Przemierzając Islandię warto jednak mieć chociaż minimum podstawowej wiedzy na temat miejscowego jedzenia, którego nie znajdziemy w żadnym innym zakątku globu i wiedzieć, czym warto nakarmić żołądek. Ze względu na niezbyt sprzyjające warunki atmosferyczne, Islandczycy zostali zmuszeni do opanowania pewnych technik obróbki żywności, którą będzie można odłożyć do spiżarni w formie zapasów. Najczęściej można spotkać się z żywnością wędzoną. Wędzone ryby to rarytas, którego warto skosztować, choć wizytówką kraju z pewnością są ryby suszone. Można je dostać niemal w każdym sklepie. W dzisiejszych czasach Islandczycy mają większy dostęp do produktów z innych zakątków świata, choć jeszcze kilkadziesiąt lat temu stanowili naród dosyć mocno odizolowany od całej reszty. Suszone ryby były wówczas niemal podstawą żywienia i były również łatwe w przechowywaniu w okresie zimowym.

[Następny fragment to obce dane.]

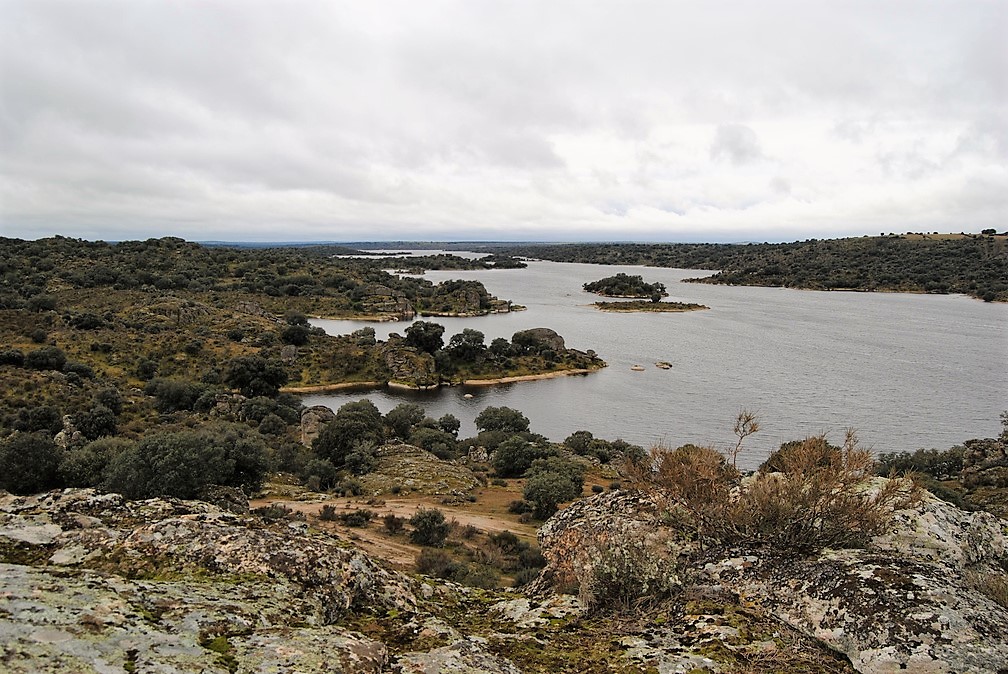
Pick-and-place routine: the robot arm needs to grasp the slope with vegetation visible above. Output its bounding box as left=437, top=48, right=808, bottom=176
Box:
left=481, top=233, right=1008, bottom=301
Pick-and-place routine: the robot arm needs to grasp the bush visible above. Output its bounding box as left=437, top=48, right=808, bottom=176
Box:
left=105, top=424, right=268, bottom=499
left=14, top=405, right=62, bottom=435
left=875, top=446, right=965, bottom=480
left=409, top=508, right=450, bottom=548
left=59, top=437, right=136, bottom=487
left=0, top=349, right=24, bottom=368
left=24, top=347, right=67, bottom=370
left=336, top=509, right=375, bottom=527
left=143, top=378, right=207, bottom=414
left=646, top=432, right=913, bottom=554
left=0, top=432, right=61, bottom=494
left=416, top=548, right=459, bottom=578
left=74, top=405, right=116, bottom=440
left=382, top=513, right=406, bottom=535
left=476, top=407, right=528, bottom=435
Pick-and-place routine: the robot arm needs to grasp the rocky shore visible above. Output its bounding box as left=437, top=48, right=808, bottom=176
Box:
left=0, top=483, right=1008, bottom=674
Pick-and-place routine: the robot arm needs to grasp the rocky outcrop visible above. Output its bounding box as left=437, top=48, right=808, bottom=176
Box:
left=363, top=283, right=416, bottom=320
left=360, top=444, right=480, bottom=497
left=301, top=398, right=336, bottom=447
left=0, top=490, right=420, bottom=672
left=538, top=483, right=1008, bottom=674
left=379, top=338, right=439, bottom=388
left=962, top=437, right=1008, bottom=489
left=511, top=327, right=565, bottom=352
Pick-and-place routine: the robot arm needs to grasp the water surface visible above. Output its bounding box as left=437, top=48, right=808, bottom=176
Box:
left=304, top=262, right=1008, bottom=467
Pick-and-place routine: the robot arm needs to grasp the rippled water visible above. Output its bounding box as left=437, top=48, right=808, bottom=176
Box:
left=304, top=262, right=1008, bottom=467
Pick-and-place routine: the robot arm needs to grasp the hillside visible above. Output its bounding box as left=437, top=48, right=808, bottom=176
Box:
left=479, top=233, right=1008, bottom=301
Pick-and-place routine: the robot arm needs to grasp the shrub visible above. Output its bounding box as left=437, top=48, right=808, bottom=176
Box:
left=0, top=349, right=24, bottom=368
left=507, top=500, right=532, bottom=515
left=336, top=509, right=375, bottom=527
left=382, top=513, right=406, bottom=535
left=409, top=508, right=450, bottom=548
left=336, top=478, right=364, bottom=497
left=105, top=423, right=267, bottom=499
left=875, top=446, right=965, bottom=480
left=522, top=473, right=571, bottom=520
left=0, top=432, right=61, bottom=494
left=416, top=548, right=459, bottom=578
left=637, top=432, right=913, bottom=554
left=59, top=437, right=136, bottom=487
left=74, top=405, right=116, bottom=440
left=24, top=347, right=67, bottom=370
left=14, top=405, right=62, bottom=435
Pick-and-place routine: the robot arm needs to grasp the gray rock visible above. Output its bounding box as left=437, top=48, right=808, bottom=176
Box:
left=392, top=639, right=521, bottom=674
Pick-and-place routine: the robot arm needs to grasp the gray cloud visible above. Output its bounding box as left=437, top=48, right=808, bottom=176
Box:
left=0, top=0, right=1008, bottom=240
left=711, top=124, right=763, bottom=164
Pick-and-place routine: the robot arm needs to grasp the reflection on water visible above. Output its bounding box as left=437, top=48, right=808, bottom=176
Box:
left=304, top=262, right=1008, bottom=467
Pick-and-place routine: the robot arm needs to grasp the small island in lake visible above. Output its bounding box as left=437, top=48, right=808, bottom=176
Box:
left=582, top=272, right=668, bottom=302
left=595, top=299, right=711, bottom=313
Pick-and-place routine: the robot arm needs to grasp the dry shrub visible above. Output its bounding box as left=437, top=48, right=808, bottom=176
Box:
left=642, top=431, right=913, bottom=553
left=966, top=569, right=1008, bottom=609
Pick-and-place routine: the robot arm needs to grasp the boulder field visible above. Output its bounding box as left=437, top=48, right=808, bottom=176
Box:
left=0, top=483, right=1008, bottom=674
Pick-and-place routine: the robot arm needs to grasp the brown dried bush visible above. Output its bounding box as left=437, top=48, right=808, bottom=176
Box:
left=636, top=431, right=914, bottom=554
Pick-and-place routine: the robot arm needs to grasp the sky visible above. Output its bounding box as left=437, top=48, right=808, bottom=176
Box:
left=0, top=0, right=1008, bottom=241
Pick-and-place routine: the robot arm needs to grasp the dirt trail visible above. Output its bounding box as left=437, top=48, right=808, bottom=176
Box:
left=249, top=489, right=535, bottom=569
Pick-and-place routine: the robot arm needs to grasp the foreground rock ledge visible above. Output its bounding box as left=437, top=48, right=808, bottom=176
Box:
left=534, top=485, right=1008, bottom=674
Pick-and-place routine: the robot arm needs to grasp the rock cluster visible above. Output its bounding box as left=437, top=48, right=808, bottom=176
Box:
left=360, top=444, right=480, bottom=497
left=537, top=483, right=1008, bottom=674
left=0, top=490, right=419, bottom=673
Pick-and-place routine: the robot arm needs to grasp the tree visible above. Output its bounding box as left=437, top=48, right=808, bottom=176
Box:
left=0, top=432, right=61, bottom=494
left=104, top=423, right=268, bottom=499
left=448, top=327, right=487, bottom=363
left=224, top=355, right=287, bottom=398
left=406, top=320, right=445, bottom=356
left=476, top=407, right=528, bottom=435
left=491, top=435, right=545, bottom=478
left=311, top=399, right=384, bottom=467
left=409, top=508, right=451, bottom=548
left=385, top=403, right=424, bottom=440
left=522, top=471, right=570, bottom=520
left=59, top=437, right=136, bottom=487
left=24, top=347, right=67, bottom=370
left=437, top=414, right=462, bottom=437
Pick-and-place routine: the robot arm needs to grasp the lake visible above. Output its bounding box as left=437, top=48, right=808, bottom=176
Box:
left=303, top=262, right=1008, bottom=467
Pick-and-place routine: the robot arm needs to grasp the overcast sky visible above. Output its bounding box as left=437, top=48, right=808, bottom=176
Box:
left=0, top=0, right=1008, bottom=241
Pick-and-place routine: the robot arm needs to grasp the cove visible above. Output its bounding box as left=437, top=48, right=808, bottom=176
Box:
left=302, top=262, right=1008, bottom=467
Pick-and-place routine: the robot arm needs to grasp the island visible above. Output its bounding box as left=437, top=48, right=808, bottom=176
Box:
left=582, top=272, right=668, bottom=302
left=595, top=300, right=711, bottom=313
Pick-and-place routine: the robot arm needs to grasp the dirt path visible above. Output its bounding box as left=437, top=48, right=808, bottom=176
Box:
left=249, top=488, right=535, bottom=569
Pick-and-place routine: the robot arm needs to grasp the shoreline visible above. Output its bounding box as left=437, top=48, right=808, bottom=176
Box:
left=280, top=382, right=383, bottom=394
left=280, top=368, right=602, bottom=395
left=462, top=368, right=602, bottom=386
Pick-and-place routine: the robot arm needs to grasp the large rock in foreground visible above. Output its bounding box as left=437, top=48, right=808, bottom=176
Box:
left=539, top=483, right=1008, bottom=674
left=0, top=490, right=420, bottom=673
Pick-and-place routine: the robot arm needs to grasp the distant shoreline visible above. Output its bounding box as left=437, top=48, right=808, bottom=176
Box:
left=280, top=368, right=601, bottom=394
left=462, top=368, right=601, bottom=386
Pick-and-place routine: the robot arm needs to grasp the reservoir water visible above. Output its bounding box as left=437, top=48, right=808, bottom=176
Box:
left=304, top=262, right=1008, bottom=467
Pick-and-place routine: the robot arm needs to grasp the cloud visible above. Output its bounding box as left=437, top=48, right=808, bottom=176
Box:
left=711, top=124, right=763, bottom=164
left=0, top=0, right=1008, bottom=240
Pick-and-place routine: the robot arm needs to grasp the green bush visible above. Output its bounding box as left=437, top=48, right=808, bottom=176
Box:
left=0, top=432, right=62, bottom=494
left=875, top=446, right=964, bottom=480
left=409, top=508, right=450, bottom=548
left=105, top=424, right=268, bottom=499
left=24, top=347, right=67, bottom=370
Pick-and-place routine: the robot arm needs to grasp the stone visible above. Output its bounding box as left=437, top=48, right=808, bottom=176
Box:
left=301, top=405, right=336, bottom=447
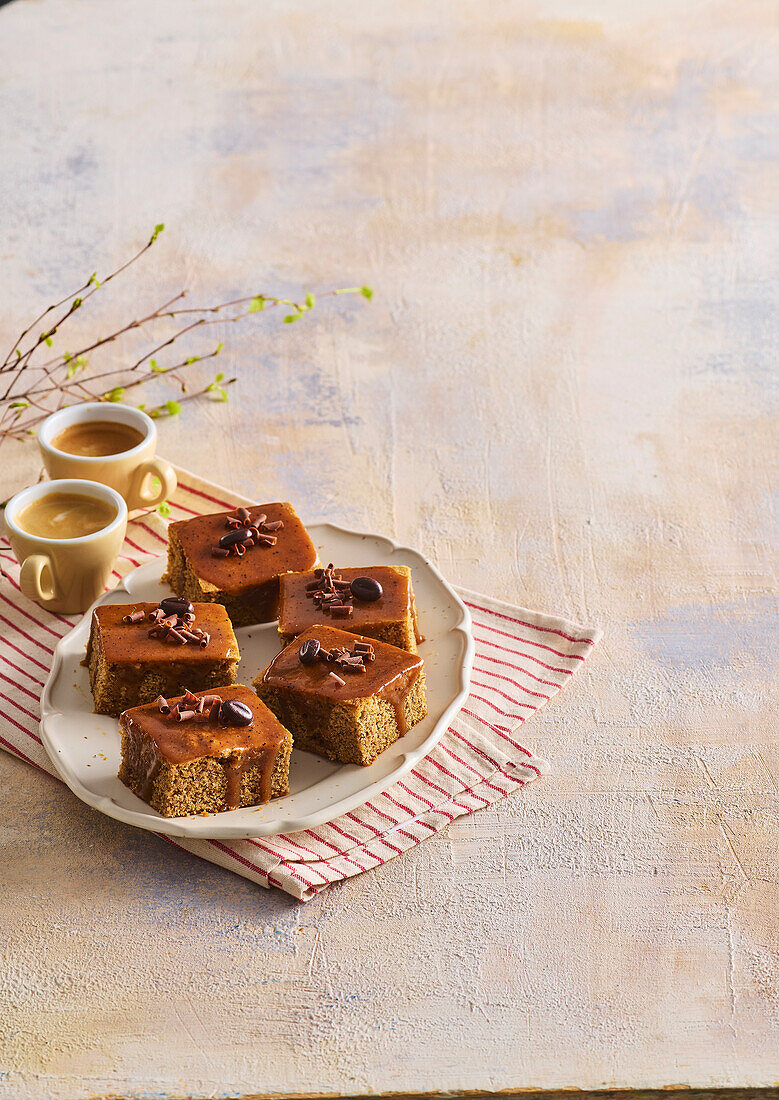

Ekstremalne przeżycia kulinarne to również znak rozpoznawczy Islandii. To jedno z niewielu miejsc, w których można skosztować zgniłego rekina. W rzeczywistości rekin jest sfermentowany, a proces fermentacji to jedyny możliwy sposób, by pozbyć się z rekina szkodliwych substancji. To rarytas dla osób o dosyć solidnym żołądku i osób, które nie mają większych kłopotów z nieprzyjemnymi zapachami. Niepisane prawo mówi o tym, by rekina spożywać wyłącznie na otwartym powietrzu, ponieważ ciężko pozbyć się jego smrodu z pomieszczenia. Zapach jest mieszanką zgnilizny i amoniaku. Choć opis tej przekąski nie brzmi zachęcająco,
Hakarl, czyli sfermentowany rekin każdego roku bije rekordy popularności, ponieważ niemal każdy turysta chce na własnej skórze przekonać się o jego walorach smakowych. Chcąc zjeść coś “normalnego”, można zdecydować się na potrawy na bazie baraniny. Ten gatunek mięsa dominuje na Islandii i trzeba przyznać, że wszystkie potrawy zasługują na słowo uznania. Podobnie jak stek z wieloryba, który w smaku nieco przypomina wołowinę z lekką domieszką wątróbki.